I cant drive so can only get to places fairly close to me. Or if anyone can drop them off/arrange a transport run then that would be great.


Does anyone have any mice they are wanting to rehome?
Or does anyone know any rescues in the Cambs/Herts areas?

Thank you.


----------



## Paws&Claws (Aug 29, 2009)

purple_x said:


> Hello, I have been thinking about getting mice for a few years.
> I have done ALOT of research and know what to feed them, what cage to get, what toys to get etc.
> 
> Now I just need the mice!
> ...


Great cage choice :thumbup:
Females live very well together however males do not live well together and can fight. HOWEVER some rescues neuter the male mice so they can live with females or males when introduced properly. This might be an option to look into.

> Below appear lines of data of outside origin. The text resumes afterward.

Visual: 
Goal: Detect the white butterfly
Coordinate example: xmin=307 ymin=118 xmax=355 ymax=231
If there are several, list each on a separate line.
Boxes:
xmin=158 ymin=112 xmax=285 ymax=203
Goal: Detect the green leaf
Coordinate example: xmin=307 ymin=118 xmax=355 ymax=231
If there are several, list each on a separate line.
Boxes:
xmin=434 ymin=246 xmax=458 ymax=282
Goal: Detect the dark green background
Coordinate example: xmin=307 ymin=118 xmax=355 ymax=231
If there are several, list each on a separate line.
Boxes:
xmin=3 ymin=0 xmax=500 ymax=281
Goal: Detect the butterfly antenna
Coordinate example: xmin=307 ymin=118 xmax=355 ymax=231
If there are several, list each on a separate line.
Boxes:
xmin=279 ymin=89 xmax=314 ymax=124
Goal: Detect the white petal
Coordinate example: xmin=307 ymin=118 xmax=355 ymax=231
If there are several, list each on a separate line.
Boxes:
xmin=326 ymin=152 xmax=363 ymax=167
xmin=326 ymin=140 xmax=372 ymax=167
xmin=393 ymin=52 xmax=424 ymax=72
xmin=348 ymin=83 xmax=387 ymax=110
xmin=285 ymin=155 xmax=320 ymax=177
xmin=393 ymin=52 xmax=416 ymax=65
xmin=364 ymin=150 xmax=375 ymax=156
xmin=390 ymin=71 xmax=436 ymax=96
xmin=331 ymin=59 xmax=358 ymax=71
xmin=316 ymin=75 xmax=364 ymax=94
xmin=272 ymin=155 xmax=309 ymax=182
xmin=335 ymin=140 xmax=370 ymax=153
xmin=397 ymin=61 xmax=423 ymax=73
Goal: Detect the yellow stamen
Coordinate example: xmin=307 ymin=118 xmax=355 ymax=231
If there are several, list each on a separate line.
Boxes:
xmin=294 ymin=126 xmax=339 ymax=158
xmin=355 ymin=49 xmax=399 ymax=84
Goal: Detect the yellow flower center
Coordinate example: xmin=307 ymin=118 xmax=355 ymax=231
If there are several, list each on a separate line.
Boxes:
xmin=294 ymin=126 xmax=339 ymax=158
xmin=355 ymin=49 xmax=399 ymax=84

I would recommend looking at rescues are many have male/female mice available in groups ready for rehoming to the right person!

Good luck xx


----------



## Mickelmarsh Mouse (Apr 21, 2010)

Hi there, whereabouts do you live exactly?


----------



## purple_x (Dec 29, 2010)

Mickelmarsh Mouse said:


> Hi there, whereabouts do you live exactly?


I am in south Cambridgeshire. About 6 miles away from Cambridge.


----------



## purple_x (Dec 29, 2010)

I'm still looking for some lovely little mice to adopt. Very loving home awaits


----------